We conducted a traditional literature review to identify candidate genes at each novel locus using NCBI Entrez Gene, PubMed and OMIM. We included gene symbols and the following keywords as search terms in PubMed: diabetes, glucose, insulin, islet, adipose, muscle, liver, obesity. A gene was considered a potential candidate if an apparent link to T2D biology existed based on prior studies of gene function.

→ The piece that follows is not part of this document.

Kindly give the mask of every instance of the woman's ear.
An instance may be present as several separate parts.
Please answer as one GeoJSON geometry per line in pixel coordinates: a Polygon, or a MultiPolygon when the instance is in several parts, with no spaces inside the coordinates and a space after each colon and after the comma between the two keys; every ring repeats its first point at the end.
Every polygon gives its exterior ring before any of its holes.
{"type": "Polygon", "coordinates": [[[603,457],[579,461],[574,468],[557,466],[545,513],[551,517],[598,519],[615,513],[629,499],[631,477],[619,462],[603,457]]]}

Functional annotation and experimentation at NKX6-1

We used ENCODE[79], ChromHMM[80], and Human Epigenome Atlas[81] data available through the UCSC Genome Browser to identify candidate variants at the association signal near NKX6-1 that overlapped open-chromatin peaks, ChromHMM chromatin states, and chromatin-immunoprecipitation sequencing (ChIP-seq) peaks of histone modifications H4K4me1, H3K4me3, and H3K27ac, and transcription factors in the pancreas and pancreatic islets. MIN6 mouse insulinoma cells (FROM ATCC)[82] were cultured in DMEM (Sigma) supplemented with 10% FBS, 1mM sodium pyruvate, and 0.1 mM beta-mercaptoethanol. The cell cultures were maintained at 37° C with 5% CO2. To measure variant allelic differences in enhancer activity at the NKX6-1 locus, we designed oligonucleotide primers (forward: CCCTAGTAATGCCCTTTTTGTT; reverse: TCAGCCTGAGAAGTCTGTGA) with KpnI and Xhol restriction sites, and amplified the 400-bp DNA region (GRCh37/hg19 -chr4: 85,339,430-85,339,829) around rs117624659. As previously described[80], we ligated amplified DNA from individuals homozygous for each allele into the multiple cloning site of the pGL4.23 (Promega) minimal promoter luciferase reporter vector in both the forward and reverse orientations with respect to the genome. Clones were isolated and sequenced for genotype and fidelity. 2.1x105 MIN6 cells were seeded per well and grown to 90% confluence in 24-well plates. We co-transfected five independent luciferase constructs and Renilla control reporter vector (phRL-TK, Promega) using Lipofectamine 2000 (Life Technologies) and incubated. 48-hours post-transfection, the cells were lysed with Passive Lysis Buffer (Promega). Luciferase activity was measured using the Dual-luciferase Reporter Assay System (Promega) per manufacturer instructions and as previously described[83]. MIN6 cell lines were authenticated through genotyping and tested negative for mycoplasma contamination.